Colin joined Credit Suisse in April 2014 prior to becoming the Head of Sanctions for UK and EMEA, a position he has held since September 2014. Colin’s move to the Sanctions desk coincided with the expansion of sectoral sanctions under the EU and US Russian/Ukrainian sanctions regimes. Consequently, the majority of his advisory assistance, to both the Investment and Private bank, has had a Russian emphasis.

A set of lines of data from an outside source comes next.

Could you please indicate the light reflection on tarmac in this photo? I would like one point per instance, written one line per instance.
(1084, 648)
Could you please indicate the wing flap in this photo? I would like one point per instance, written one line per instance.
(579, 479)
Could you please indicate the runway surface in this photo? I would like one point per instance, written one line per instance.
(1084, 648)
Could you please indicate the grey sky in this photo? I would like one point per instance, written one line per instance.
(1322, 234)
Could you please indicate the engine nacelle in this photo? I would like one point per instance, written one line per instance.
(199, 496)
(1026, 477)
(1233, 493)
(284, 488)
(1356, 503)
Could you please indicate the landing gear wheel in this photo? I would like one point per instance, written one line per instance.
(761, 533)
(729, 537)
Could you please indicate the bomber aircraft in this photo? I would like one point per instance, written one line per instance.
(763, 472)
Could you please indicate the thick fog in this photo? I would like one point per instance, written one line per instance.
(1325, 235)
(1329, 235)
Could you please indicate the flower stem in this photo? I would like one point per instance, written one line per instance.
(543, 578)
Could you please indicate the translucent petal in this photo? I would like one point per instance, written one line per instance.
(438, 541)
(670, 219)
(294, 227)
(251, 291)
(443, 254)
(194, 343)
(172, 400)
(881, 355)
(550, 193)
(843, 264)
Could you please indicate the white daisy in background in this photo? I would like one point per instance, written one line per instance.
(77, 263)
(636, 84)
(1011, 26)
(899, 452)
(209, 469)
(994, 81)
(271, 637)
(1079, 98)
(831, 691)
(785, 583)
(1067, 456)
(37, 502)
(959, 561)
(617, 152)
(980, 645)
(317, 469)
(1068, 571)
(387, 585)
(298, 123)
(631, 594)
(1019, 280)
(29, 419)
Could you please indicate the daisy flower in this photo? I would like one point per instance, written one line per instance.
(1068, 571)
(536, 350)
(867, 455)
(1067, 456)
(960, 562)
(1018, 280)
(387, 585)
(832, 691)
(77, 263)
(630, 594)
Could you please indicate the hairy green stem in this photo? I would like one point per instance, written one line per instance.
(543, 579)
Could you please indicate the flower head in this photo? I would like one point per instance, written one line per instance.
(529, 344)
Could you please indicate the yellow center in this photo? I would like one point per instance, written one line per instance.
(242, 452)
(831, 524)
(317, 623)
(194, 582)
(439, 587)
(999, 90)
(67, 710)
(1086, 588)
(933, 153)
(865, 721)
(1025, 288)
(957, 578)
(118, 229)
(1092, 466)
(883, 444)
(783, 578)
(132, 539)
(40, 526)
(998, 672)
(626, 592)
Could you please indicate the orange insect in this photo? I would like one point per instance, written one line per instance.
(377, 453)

Prior to joining Credit Suisse Colin spent 16 years as a civil and commercial litigator (and Cedr accredited commercial mediator) in private practice. During this time he acted for a wide variety of clients from banks, hedge funds (and their beneficial owners) to large commercial concerns in the UK, Central and Eastern Europe, and well-known individuals. For 12 of those years Colin was a partner within a medium sized commercial practice, the last 6 of which were spent as managing partner of the London office.

Maya Lester
  • Maya Lester QC

  • Barrister
  • Brick Court Chambers


Maya Lester QC is a barrister at Brick Court Chambers, specialising in sanctions law.  She was educated at Cambridge University and Yale Law School before becoming a barrister in 2000 and a QC in 2016.  She represents and advises hundreds of companies and individuals before the European and English courts (including on the new UK Sanctions Act, the EU Blocking Regulation, sanctions contract clauses and investigations) and has acted in most of the leading cases.  She founded and co-writes the blog (the main international sanctions legal resource, with over 7000 followers worldwide).  Maya has given evidence to four parliamentary inquiries on sanctions and spoken at numerous conferences. The legal directories describe her as “Queen of the Sanctions Bar without a doubt”.

Adam Smith
  • Adam Smith

  • Partner
  • Gibson, Dunn & Crutcher


Adam Smith, a partner at the U.S. law firm Gibson, Dunn & Crutcher, is one of the leading sanctions lawyers in the United States, a former senior advisor to the Director of OFAC and Director of Multilateral Affairs on the White House National Security Council staff.  From 2010-2015 Adam worked in the Obama Administration developing, implementing and enforcing core sanctions programs concerning Iran, Russia, Myanmar, Cuba, and Venezuela.  He played a principal role in forging trans-Atlantic cooperation on sanctions matters and met with dozens of private sector actors globally to discuss sanctions compliance and regulators’ expectations.  Adam has been in the private sector since 2015 working with global companies on sanctions matters.  He also continues to advise governments by providing a private sector perspective and advice concerning best practices and pitfalls, and has presented at ACAMS meetings around the world.  Adam was commissioned to write and recently published the first desktop treatise on sanctions compliance: US, EU and UN Sanctions: Navigating the Divide for International Business (Bloomberg BNA, 2019).